Exercises- Interoception & Affect Awareness





  1. Pick any seated position. Find a soft place to focus your gaze, or close your eyes. 
  2. Notice your breath. Follow the waves of the breath coming in and out of your body.
  3. Bring your attention to the farthest sounds you hear. 

Draw your attention to the sounds you hear closer to you, noticing both obvious sounds and more subtle ones, too. 
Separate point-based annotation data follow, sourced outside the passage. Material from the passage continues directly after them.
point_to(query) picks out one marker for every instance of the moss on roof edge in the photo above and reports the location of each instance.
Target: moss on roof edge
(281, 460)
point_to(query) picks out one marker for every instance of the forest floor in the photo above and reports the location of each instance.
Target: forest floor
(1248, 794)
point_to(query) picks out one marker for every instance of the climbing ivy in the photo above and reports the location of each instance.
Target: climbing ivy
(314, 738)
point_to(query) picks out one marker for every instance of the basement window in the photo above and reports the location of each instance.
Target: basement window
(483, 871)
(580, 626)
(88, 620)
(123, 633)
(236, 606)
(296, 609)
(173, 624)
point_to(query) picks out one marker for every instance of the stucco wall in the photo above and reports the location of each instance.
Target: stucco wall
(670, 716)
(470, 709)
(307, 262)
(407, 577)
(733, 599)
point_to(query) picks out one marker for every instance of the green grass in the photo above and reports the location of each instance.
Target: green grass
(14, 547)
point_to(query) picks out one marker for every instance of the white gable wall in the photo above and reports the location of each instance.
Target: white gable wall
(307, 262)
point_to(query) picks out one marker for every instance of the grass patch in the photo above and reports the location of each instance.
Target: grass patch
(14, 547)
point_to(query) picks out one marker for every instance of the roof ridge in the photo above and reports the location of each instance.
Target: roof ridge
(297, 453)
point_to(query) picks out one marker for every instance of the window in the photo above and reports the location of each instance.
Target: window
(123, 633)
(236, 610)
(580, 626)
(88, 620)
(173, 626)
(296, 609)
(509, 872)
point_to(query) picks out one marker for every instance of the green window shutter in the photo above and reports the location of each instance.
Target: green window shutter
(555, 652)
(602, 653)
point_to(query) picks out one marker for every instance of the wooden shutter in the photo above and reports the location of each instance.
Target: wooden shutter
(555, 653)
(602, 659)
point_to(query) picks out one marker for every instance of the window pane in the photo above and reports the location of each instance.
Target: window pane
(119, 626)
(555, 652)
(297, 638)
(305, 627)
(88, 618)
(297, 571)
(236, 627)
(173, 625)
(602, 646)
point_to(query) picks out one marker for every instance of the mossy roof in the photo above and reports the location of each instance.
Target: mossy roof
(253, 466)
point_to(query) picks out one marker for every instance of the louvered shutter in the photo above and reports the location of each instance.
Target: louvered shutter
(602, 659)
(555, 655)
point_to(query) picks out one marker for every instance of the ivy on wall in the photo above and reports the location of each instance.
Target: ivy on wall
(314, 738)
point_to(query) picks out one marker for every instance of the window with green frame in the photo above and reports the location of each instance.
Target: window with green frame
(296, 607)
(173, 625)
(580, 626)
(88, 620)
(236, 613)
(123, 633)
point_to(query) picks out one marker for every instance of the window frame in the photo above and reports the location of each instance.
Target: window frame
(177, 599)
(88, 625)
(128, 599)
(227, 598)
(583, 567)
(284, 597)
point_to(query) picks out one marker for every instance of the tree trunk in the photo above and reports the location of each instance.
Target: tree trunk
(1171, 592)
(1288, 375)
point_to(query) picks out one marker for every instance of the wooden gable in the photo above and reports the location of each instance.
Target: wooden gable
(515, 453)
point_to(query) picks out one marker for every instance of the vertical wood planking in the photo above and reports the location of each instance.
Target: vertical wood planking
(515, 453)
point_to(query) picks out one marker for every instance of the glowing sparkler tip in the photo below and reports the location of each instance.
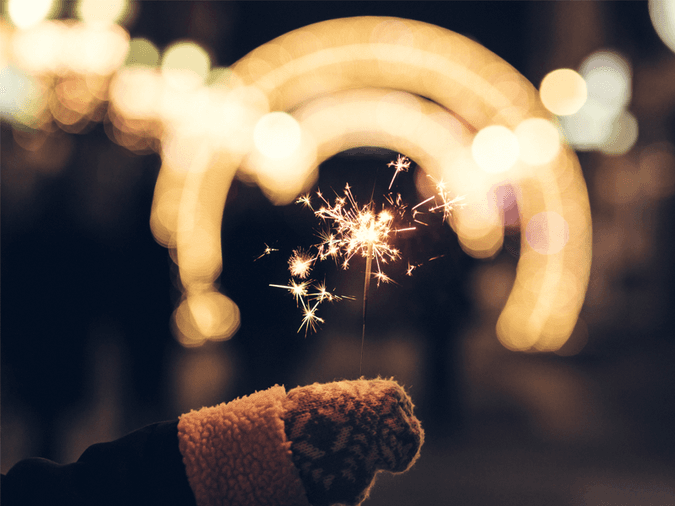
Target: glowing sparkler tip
(300, 264)
(401, 164)
(268, 250)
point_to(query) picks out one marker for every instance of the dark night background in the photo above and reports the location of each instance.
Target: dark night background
(87, 293)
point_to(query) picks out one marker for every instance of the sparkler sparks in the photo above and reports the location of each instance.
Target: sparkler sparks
(353, 230)
(300, 263)
(267, 251)
(402, 164)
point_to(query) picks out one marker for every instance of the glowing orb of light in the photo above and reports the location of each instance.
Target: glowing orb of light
(539, 141)
(623, 135)
(662, 13)
(277, 135)
(563, 92)
(608, 78)
(97, 11)
(185, 65)
(142, 52)
(26, 13)
(547, 232)
(495, 149)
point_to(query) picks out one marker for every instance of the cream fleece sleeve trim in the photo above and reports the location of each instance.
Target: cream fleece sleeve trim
(237, 454)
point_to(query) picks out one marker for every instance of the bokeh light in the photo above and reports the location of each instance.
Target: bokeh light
(662, 13)
(603, 123)
(27, 13)
(185, 65)
(22, 98)
(563, 92)
(142, 52)
(608, 78)
(539, 141)
(495, 149)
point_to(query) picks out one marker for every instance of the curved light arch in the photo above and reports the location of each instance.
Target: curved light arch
(449, 69)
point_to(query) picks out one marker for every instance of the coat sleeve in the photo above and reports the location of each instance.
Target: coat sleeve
(144, 468)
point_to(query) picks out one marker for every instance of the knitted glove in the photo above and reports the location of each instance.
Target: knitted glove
(317, 445)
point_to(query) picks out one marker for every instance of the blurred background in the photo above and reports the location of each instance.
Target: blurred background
(88, 349)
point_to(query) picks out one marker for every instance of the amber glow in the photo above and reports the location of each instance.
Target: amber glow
(426, 61)
(563, 92)
(326, 87)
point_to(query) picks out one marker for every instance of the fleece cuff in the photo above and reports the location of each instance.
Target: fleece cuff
(237, 453)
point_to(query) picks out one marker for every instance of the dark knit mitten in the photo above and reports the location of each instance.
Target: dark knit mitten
(317, 445)
(343, 433)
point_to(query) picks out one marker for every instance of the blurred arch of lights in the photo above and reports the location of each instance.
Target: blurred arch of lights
(293, 72)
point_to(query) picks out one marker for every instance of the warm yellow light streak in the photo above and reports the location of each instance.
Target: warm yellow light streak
(458, 74)
(277, 135)
(539, 141)
(495, 149)
(185, 65)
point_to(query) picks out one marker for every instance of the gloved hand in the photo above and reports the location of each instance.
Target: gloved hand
(316, 445)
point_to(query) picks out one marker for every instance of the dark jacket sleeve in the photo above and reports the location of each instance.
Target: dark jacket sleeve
(142, 468)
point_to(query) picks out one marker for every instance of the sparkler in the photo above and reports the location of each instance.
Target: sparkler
(357, 230)
(268, 251)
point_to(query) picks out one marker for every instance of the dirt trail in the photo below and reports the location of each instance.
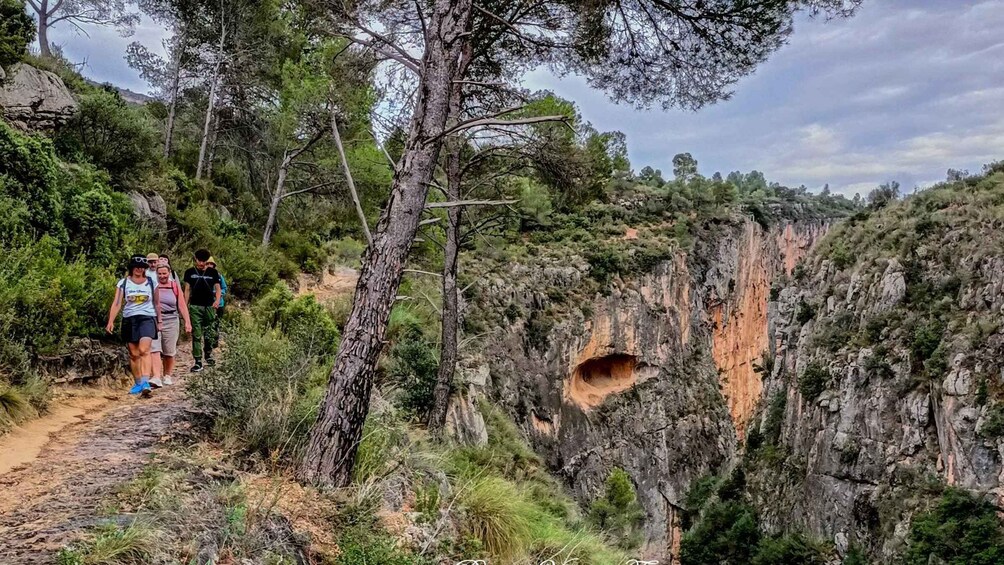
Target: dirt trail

  1. Pay attention to your body. Notice what sounds you hear, or imaging what sounds are happening inside. That might be the sound of your breath, the subtle beat of your heart, or something else. You might not notice anything at all.
  2. Pay attention to your inner nostrils. Notice the sensation of the breath as it comes in and out. Notice the slight swirl of your breath as it comes in, works itself all the way down to your lungs, expands each and every cell, and then comes back out of your nose, gently moving across your upper lip.  

Mindfulness practices like this can help you build up the tone of the vagus nerve, and the ability to manage the rise and fall of emotions.

  1. Notice any sensations you feel inside your body right now. Scan your body head to toe. 
  2. Notice what is happening in your mind right now – is it full of thoughts, or no? Notice these things, without feeling the need to change anything. You might notice any emotions that may be present right now, whether you know why they are there or not. 
  3. Draw your awareness to any part of your body that feels grounded or rooted, like a tree in the earth, right now. Draw your whole attention to that area.
  4. Shift your attention now to a place in your body where you feel less grounded or less connected. What does that place feel like?

Draw your attention back to that place of grounding, noticing the difference between grounded and ungrounded. They both exist at the same time at this moment. 

  1. If your eyes are closed, gently open them, finding a soft place to gaze on the floor. 
  2. Allow your hands to come to the floor or what’s beneath you. Notice the texture or the temperature under your hands. 

Name it in your mind. For example, this is a hot, dirt floor.

  1. Bring your hands together, gently allowing your chin to come towards your hands. 

Think about one thing you are feeling grateful for in this moment. 

  1. Begin to rub your hands together to generate heat, and on the count of 3 place them somewhere on your body, 1…2…3…  
  2. Notice the feeling of warmth coming into your body. Check in with your breath and your feelings, notice any sensations around your heart and any changes you might observe as a result of this exercise.




Done. This exercise can be utilized at any time, alone or in a group, and can be repeated throughout the day and used as a self-soothing exercise.